Lomachenko began Saturday night with everything to gain, while Salido (41-12-2, 28 KOs) had little left to lose. Thirty-six minutes of sinking his knuckles in the Ukrainian, though, cured Salido of his indifference, and when the official judges’ split cards went his way – 113-115, 116-112 and 115-113 – Salido appeared a fully vindicated man. THE RING’s scorecard, too, had the Mexican winning, 115-113.

“I tried to land all the punches I threw,” Salido said of his strategy. “In my opinion, my experience was the difference.”

Lomachenko (7-1, 1 KO), whose official record on Fight Fax showed as 7-0 before Saturday, counting the six World Series of Boxing matches for which Lomachenko received payment, had little to offer in his own behalf.

“I did my best,” Lomachenko said.  “It didn’t work out.”

After a first round in which nearly nothing transpired, the second saw Salido land the more effective blows, including a pair to the Ukrainian’s protective cup that went undetected by referee Laurence Cole, in what quickly became a recurring theme.

“It’s boxing,” shrugged Lomachenko, when asked about the numerous apparent fouls Salido struck him with.

The low and late punching continued in rounds three and four, as Salido, while probably splitting the rounds, was much more of a fighter than Lomachenko, who appeared content to play the role of boxer-athlete.  As the fight progressed, its narrative became a matter of Lomachenko not-knowing what to do when treated like a prizefighter, not a boxer.

“He’s very smart, he has good movement,” Salido said of the Ukrainian. “I knew I had to keep throwing punches.”

When Salido put gloves on Lomachenko’s body, the Ukrainian bent in half, leaped backwards or tried to grab hold of Salido, almost as if Lomachenko had not been treated to body punching even in sparring.
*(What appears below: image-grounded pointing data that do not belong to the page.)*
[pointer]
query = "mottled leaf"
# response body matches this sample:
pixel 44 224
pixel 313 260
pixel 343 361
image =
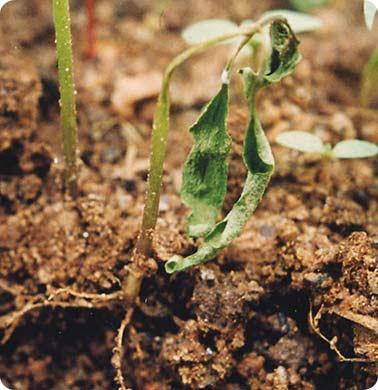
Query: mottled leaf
pixel 257 154
pixel 302 141
pixel 205 30
pixel 355 149
pixel 205 172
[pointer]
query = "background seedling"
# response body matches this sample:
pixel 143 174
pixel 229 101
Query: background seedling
pixel 62 23
pixel 310 143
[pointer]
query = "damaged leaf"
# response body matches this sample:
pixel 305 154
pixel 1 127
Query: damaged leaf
pixel 205 172
pixel 257 154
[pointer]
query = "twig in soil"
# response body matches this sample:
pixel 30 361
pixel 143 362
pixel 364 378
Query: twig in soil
pixel 314 323
pixel 119 351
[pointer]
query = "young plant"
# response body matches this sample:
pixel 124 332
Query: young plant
pixel 62 23
pixel 206 167
pixel 67 101
pixel 310 143
pixel 257 156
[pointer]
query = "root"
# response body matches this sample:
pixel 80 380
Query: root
pixel 119 351
pixel 67 299
pixel 314 323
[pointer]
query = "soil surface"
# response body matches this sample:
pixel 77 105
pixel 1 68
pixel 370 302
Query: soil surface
pixel 292 304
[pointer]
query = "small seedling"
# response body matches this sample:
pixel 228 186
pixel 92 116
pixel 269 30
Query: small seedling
pixel 205 172
pixel 67 102
pixel 310 143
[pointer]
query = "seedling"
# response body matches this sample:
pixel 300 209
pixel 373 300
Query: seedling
pixel 310 143
pixel 67 102
pixel 205 172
Though Lomachenko moved more fluidly than Salido, he did not have the experience, or toughness, to dissuade the Mexican – already considered one of boxing’s most stubborn forces.

Orlando Salido vs Lomachenko farina

By round nine, Salido had abandoned any pretense of respect for Lomachenko’s infighting, alternately launching looping blows from long range and fouling out of breaks.  Lomachenko had no ideas for how to stall Salido’s aggression, and the later the fight went, the more comfortable Salido became.

“‘I’m with you 200-percent,’” Salido said, quoting his former rival Puerto Rican Juan Manuel Lopez, who placed a surprise call to Salido in his dressing room before Saturday’s match.  “‘Go win the fight!’”

To his credit, Lomachenko fought the championship rounds like a man more accustomed to them than he was, though it was not quite enough. Lomachenko finally used Salido’s aggression against him, in round 12, running the relentless Mexican into a left cross with force enough to make the Mexican relent.

Salido needed every one of his many veteran wiles to complete the fight, and did, though only barely.

“In the 12th round,” Salido said, “it was a matter of survival.”

Announced attendance at ringside was 7,323.